Answer:
The new voltage between the plates of the capacitor is 18 V
Explanation:
The charge on parallel plate capacitor is calculated as;
q = CV
Where;
V is the battery voltage
C is the capacitance of the capacitor, calculated as;
[tex]C = \frac{\epsilon _0A}{d} \\\\q =CV = (\frac{\epsilon _0A}{d})V = \frac{\epsilon _0A V}{d}[/tex]

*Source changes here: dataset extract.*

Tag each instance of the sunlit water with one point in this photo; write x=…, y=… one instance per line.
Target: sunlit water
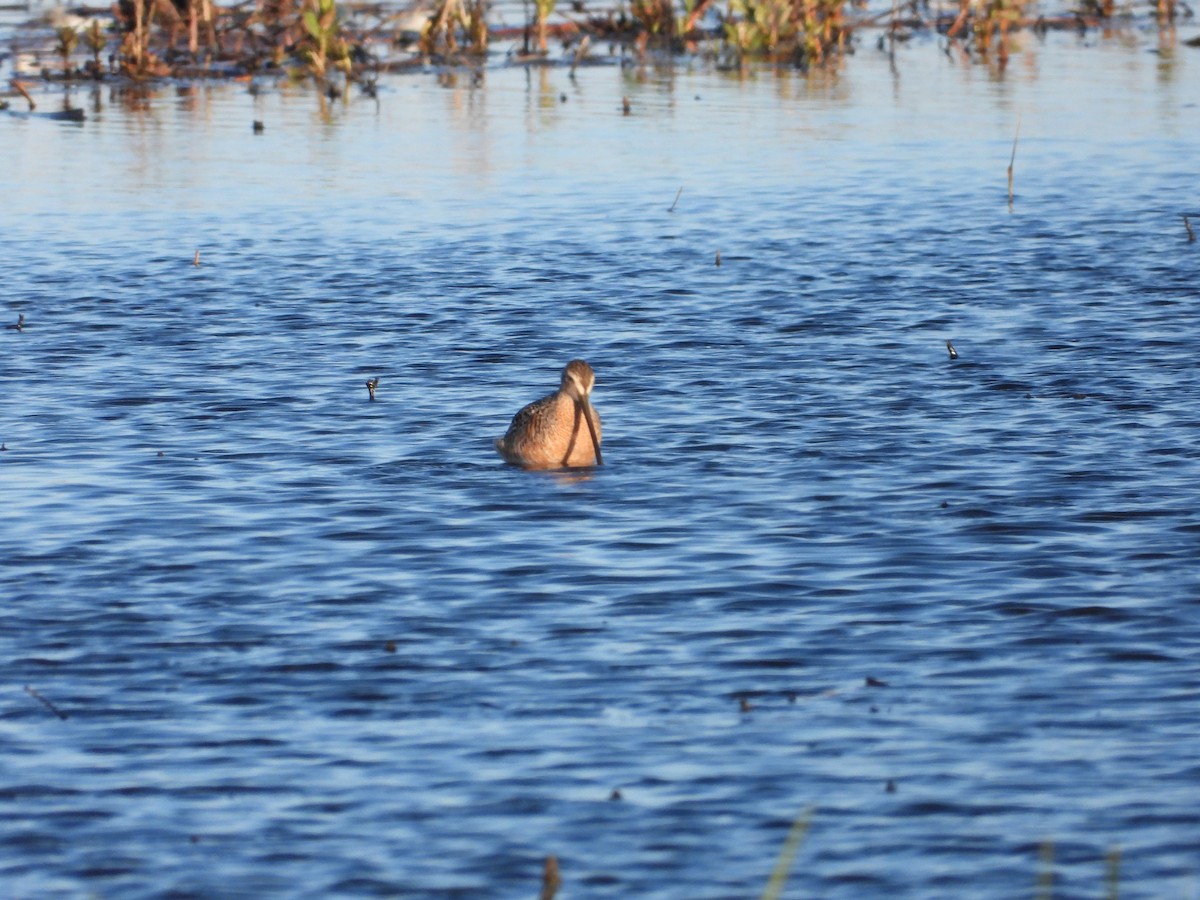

[tex]q = \frac{\epsilon _0A V}{d}[/tex]
where;
ε₀ is permittivity of free space
A is the area of the capacitor
d is the space between the parallel plate capacitors
If only the space between the capacitors is doubled and every other parameter is kept constant, the new voltage will be calculated as;
[tex]q = \frac{\epsilon _0A V}{d} \\\\\frac{\epsilon _0A V}{d} = \frac{\epsilon _0A V}{d} \\\\\frac{V_1}{d_1} = \frac{V_2}{d_2} \\\\V_2 = \frac{V_1d_2}{d_1} \\\\(d_2 = 2d_1)\\\\V_2 = \frac{V_1*2d_1}{d_1} \\\\(V_1 = 9V)\\\\V_2 = \frac{9*2d_1}{d_1} \\\\V_2 = 9*2\\\\V_2 = 18 \ V[/tex]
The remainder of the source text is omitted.